ByteGrid President Manuel Mencia said that the company will take the compliant hosting cloud product that does well in healthcare and roll it out to a more horizontal field.
Parent said that Sidus has had many colocation opportunities and requests that the company couldn’t serve, while ByteGrid often had to partner for the requested services piece. Mencia said customers want the company to take on a bigger role and more responsibility. Many, in fact, eventually find it easier to hand over infrastructure management tasks to a trusted provider and get out of a capex model entirely.
Sidus’ Maryland location especially appealed to ByteGrid because it touches on two of the biggest market opportunities in healthcare and government. In addition to its bread- and-butter healthcare customer base, Sidus is involved in the Federal Risk and Authorization Management Program (FedRAMP) with solid footing in the government space.
Maryland is a much smaller data center market living in the shadow of nearby Ashburn. Providers need a compelling sell message to compete with large neighbors like Dupont Fabros, RagingWire, Digital Realty and Equinix. It’s hard to differentiate on a facilities basis and nearly impossible to compete with interconnection.
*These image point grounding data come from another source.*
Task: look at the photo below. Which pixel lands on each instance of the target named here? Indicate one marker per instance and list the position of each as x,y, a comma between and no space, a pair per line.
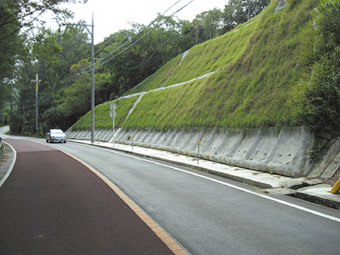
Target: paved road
211,215
52,204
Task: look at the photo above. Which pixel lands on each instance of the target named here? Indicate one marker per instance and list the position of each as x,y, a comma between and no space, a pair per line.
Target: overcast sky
111,16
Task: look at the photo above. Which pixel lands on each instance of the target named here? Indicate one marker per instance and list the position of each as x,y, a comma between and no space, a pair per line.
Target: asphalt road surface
52,204
212,215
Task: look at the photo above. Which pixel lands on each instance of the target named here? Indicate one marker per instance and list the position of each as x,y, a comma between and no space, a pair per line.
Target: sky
110,16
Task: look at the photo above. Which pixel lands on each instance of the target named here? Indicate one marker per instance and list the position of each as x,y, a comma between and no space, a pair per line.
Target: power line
102,60
98,62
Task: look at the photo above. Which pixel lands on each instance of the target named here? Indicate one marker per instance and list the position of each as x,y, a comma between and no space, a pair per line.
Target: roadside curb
195,167
316,200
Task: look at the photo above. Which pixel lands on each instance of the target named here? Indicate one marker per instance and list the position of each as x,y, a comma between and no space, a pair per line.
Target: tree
15,17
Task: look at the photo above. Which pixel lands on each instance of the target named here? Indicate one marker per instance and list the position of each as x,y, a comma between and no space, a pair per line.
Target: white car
55,135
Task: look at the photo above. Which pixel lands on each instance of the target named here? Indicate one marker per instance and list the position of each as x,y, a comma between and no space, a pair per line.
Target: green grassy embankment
259,63
102,118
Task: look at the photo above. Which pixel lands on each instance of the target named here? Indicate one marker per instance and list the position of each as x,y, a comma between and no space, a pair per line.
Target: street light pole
92,82
91,32
36,104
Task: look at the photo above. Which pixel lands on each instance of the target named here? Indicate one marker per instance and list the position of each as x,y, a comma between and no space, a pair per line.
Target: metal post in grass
198,152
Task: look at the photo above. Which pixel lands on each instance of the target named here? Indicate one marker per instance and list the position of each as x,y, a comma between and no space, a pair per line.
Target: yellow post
336,187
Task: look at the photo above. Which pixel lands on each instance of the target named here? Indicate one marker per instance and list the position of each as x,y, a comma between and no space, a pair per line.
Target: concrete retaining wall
282,152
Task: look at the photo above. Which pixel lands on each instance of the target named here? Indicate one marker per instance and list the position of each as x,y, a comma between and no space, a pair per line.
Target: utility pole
92,82
91,32
36,103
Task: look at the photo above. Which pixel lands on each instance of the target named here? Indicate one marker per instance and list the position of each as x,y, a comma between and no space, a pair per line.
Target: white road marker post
113,114
198,154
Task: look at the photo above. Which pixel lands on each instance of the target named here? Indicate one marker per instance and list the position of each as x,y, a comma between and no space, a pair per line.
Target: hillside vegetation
261,68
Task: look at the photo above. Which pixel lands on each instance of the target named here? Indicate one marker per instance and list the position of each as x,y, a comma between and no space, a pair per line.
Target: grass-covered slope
258,67
260,64
102,118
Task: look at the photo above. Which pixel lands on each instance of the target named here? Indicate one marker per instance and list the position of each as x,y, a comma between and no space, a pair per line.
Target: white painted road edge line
326,216
9,171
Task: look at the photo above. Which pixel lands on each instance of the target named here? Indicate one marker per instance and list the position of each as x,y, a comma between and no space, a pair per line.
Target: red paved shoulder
52,204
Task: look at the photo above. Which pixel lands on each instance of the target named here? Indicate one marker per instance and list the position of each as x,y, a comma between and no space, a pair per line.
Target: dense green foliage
102,118
260,64
320,97
61,58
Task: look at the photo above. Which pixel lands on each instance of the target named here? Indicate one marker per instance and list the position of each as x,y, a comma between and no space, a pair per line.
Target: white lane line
9,171
229,185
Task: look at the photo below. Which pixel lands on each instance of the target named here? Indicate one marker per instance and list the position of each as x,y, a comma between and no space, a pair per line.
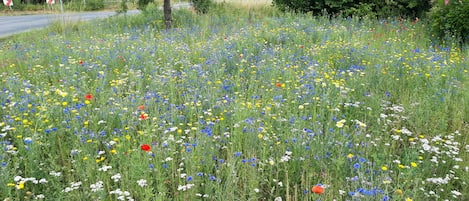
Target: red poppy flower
143,116
145,147
318,189
88,96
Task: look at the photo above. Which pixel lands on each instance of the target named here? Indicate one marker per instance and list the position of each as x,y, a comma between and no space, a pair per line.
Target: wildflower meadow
253,105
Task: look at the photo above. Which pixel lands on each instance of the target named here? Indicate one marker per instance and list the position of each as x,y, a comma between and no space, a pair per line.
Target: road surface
10,25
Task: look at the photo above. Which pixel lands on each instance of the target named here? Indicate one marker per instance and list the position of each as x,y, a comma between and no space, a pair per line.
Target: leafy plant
449,20
202,6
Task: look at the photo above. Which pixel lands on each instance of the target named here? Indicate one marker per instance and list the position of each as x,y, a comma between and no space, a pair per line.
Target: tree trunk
167,13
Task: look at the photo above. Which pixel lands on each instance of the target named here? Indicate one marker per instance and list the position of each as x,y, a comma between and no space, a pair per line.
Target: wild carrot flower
89,97
145,147
318,189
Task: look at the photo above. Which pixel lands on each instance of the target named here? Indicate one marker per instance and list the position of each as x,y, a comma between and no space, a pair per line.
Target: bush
202,6
379,8
94,5
449,20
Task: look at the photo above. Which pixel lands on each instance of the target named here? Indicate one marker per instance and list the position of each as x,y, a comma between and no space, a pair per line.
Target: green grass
238,105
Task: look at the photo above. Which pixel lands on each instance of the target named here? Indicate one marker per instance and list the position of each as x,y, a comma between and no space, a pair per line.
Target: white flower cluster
122,195
116,177
185,187
73,186
98,186
286,157
142,183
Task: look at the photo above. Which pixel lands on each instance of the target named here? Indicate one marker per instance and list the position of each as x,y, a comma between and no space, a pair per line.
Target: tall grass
231,107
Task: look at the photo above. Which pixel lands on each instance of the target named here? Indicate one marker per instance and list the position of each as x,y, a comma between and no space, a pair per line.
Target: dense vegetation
235,104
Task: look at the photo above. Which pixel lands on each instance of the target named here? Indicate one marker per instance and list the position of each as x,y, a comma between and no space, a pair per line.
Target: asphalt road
10,25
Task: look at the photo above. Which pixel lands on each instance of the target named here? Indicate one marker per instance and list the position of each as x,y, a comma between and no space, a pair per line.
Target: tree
167,13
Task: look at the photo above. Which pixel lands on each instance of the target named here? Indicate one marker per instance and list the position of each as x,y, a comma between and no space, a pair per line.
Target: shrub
379,8
94,5
202,6
449,20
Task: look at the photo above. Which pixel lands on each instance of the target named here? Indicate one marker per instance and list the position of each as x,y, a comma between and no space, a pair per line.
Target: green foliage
202,6
92,5
87,5
380,8
142,4
123,7
234,108
451,20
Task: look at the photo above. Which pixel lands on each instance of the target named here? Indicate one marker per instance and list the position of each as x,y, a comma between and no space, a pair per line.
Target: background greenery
241,103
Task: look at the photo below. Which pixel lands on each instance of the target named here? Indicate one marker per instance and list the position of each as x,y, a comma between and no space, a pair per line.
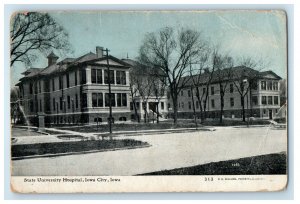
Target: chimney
99,51
52,58
206,70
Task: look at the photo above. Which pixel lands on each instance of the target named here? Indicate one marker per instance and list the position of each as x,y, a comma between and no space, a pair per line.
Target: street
168,151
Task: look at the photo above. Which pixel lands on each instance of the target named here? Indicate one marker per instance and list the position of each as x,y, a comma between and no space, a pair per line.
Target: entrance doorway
270,114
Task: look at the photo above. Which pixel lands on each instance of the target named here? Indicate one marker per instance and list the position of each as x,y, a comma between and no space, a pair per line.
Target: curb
76,153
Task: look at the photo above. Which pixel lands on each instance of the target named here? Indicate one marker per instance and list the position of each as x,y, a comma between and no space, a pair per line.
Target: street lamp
245,81
56,112
73,119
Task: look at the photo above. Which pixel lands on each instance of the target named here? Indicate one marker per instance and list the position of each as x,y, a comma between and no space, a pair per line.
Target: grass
257,165
162,125
74,146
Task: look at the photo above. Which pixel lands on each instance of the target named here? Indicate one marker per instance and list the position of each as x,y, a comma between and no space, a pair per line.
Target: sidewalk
96,135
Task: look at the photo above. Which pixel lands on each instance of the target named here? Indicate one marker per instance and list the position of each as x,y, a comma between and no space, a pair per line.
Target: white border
278,195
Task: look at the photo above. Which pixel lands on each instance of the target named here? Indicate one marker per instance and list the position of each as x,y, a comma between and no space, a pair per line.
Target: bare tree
246,79
223,73
159,89
201,76
171,54
133,90
144,85
14,104
33,32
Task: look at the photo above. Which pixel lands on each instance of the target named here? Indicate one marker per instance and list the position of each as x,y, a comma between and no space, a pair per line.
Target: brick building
156,101
261,101
75,90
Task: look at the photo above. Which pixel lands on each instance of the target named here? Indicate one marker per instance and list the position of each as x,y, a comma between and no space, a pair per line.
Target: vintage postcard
148,101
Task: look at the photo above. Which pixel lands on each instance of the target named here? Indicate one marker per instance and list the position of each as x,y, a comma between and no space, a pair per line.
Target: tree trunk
222,108
157,113
243,108
194,109
175,110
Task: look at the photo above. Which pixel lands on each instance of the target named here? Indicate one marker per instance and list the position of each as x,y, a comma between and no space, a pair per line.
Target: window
46,86
97,76
269,85
53,85
254,100
53,103
275,100
263,85
231,102
76,101
60,82
190,105
83,76
69,102
264,100
60,103
162,105
275,85
212,103
68,80
270,100
119,99
113,102
31,106
75,78
111,75
35,88
41,109
31,88
97,99
231,88
84,100
197,104
212,90
131,106
121,77
124,99
40,87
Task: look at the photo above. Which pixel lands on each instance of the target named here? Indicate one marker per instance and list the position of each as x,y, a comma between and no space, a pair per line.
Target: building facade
75,90
262,100
151,104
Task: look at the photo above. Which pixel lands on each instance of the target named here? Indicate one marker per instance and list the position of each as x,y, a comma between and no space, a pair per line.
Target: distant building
156,102
75,90
262,101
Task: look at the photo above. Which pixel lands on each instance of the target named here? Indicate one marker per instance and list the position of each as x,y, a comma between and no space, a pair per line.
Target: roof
65,64
31,70
52,55
236,73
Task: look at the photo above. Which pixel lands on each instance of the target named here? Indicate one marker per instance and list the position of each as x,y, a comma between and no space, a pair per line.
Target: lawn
162,125
257,165
73,146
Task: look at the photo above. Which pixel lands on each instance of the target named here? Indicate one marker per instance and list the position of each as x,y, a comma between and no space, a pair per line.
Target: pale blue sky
257,34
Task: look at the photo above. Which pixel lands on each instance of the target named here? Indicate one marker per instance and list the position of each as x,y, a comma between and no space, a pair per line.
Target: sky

Offering services is a big way to stay unique, so it doesn’t become a competition between wholesale in Maryland and wholesale in Ashburn.
"Another driver these days is the increasing separation in the market between the top end and the middle of the pack," said Structure Research Managing Director Philbert Shih. "With scale more crucial it is harder for small to mid-sized providers to compete without diversification and differentiation. In response, they get away from the scale game and pure play colocation and move into hosting and cloud services."
ByteGrid believes Maryland is a $500 million data center industry growing at a 10 percent compounded annual growth rate. The state excels in life sciences and biotech as well as government, arenas where customers often seek more than just wholesale space.